The Asian Space Race Arrives
When North Korea tried and failed to launch a satellite into orbit last month, observers in the West paid attention mostly to the Unha-3 rocket beneath it. If the launch had worked, North Korea would likely have had a ballistic missile powerful enough to reach Alaska with a 1-ton weapon and Seattle and San Francisco with a 500-kilogram bomb (albeit with questionable accuracy).
But the power of the booster wasn’t the whole story: The third stage of the rocket mattered, too. Perched on top was North Korea’s first remote-sensing satellite, and it carried an implicit message for rival South Korea, which has not yet succeeded in launching a satellite of its own: “You may think you’re ahead technologically, but we can beat you into space.”

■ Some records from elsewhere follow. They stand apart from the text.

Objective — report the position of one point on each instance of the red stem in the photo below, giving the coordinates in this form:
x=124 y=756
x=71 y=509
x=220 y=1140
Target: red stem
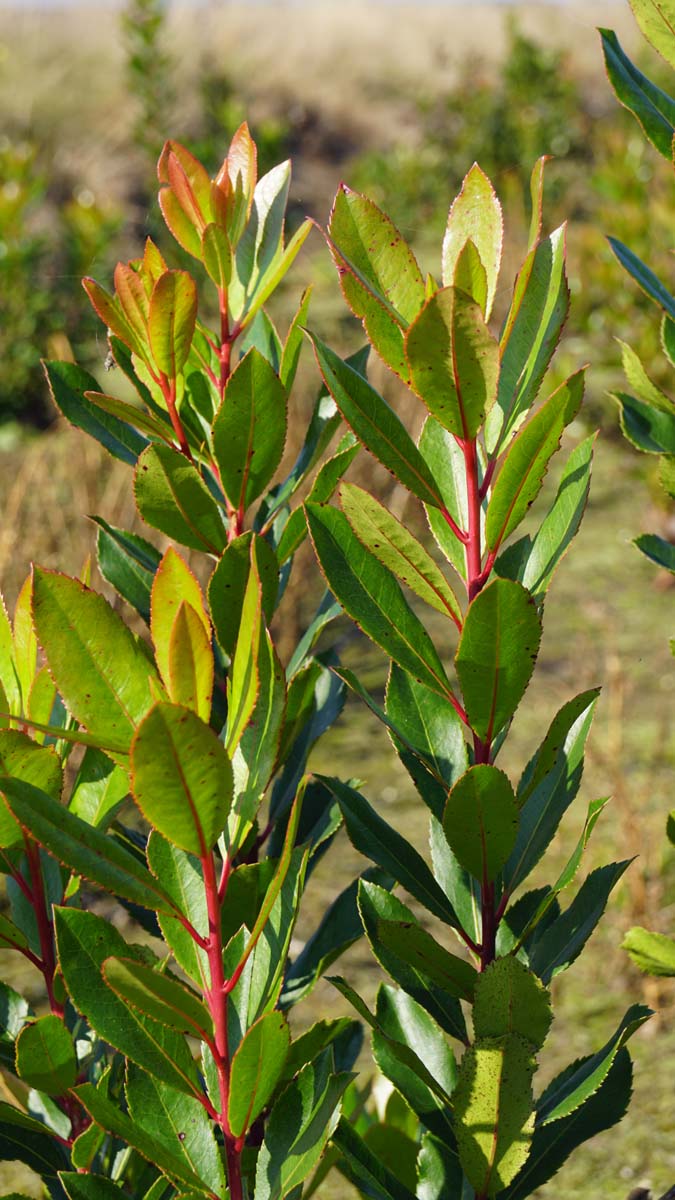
x=216 y=999
x=45 y=928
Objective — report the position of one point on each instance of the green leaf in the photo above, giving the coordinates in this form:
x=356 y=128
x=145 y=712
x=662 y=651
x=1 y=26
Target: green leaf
x=532 y=561
x=181 y=778
x=398 y=550
x=481 y=821
x=109 y=1117
x=374 y=838
x=172 y=497
x=567 y=936
x=184 y=882
x=523 y=472
x=84 y=850
x=84 y=942
x=179 y=1125
x=380 y=277
x=511 y=1000
x=371 y=597
x=67 y=384
x=658 y=550
x=375 y=424
x=652 y=107
x=100 y=669
x=376 y=906
x=21 y=757
x=428 y=726
x=444 y=459
x=46 y=1057
x=99 y=790
x=549 y=784
x=539 y=306
x=129 y=563
x=256 y=1069
x=365 y=1169
x=339 y=928
x=496 y=654
x=159 y=996
x=493 y=1109
x=454 y=361
x=89 y=1187
x=228 y=582
x=475 y=217
x=299 y=1127
x=583 y=1079
x=416 y=947
x=644 y=277
x=25 y=1140
x=250 y=430
x=652 y=953
x=553 y=1144
x=656 y=19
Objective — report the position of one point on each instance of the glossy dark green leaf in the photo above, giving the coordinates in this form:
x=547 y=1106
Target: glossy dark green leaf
x=523 y=472
x=416 y=947
x=374 y=838
x=157 y=995
x=179 y=1125
x=376 y=424
x=21 y=757
x=549 y=784
x=658 y=550
x=83 y=849
x=114 y=1121
x=494 y=1111
x=378 y=274
x=396 y=549
x=173 y=498
x=339 y=928
x=553 y=1144
x=25 y=1140
x=250 y=430
x=538 y=310
x=644 y=276
x=496 y=654
x=129 y=563
x=100 y=669
x=583 y=1079
x=567 y=936
x=511 y=1000
x=377 y=905
x=299 y=1127
x=532 y=559
x=181 y=778
x=256 y=1069
x=370 y=594
x=646 y=427
x=67 y=384
x=46 y=1057
x=481 y=821
x=84 y=942
x=652 y=107
x=454 y=361
x=365 y=1169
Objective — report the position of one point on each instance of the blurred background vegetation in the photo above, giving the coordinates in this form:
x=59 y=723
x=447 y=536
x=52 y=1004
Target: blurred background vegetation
x=398 y=101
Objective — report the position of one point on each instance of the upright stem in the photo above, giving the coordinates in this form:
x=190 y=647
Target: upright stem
x=45 y=928
x=476 y=579
x=216 y=999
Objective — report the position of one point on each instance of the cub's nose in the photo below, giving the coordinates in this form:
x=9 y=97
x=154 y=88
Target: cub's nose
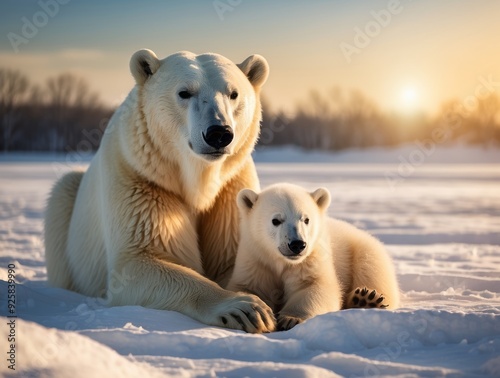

Amid all the US analysis of the North Korean launch, one point tended to get lost: It was just the most recent entry in Asia’s accelerating space race. China conducted 18 successful space launches last year, passing the United States in annual launches for the first time. India has increased its space budget by 50 percent this year. And Japan has abandoned decades of purely peaceful space activity to allow military missions. Newcomers like Indonesia, Singapore, and Vietnam are joining in as well.
Just as the rest of the world is beginning to cooperate in space, Asian countries are becoming increasingly competitive. In the West, 19 European countries are sharing technology and costs within the framework of the European Space Agency; even the United States and Russia have joined in close cooperation on the International Space Station and share a number of joint commercial ventures.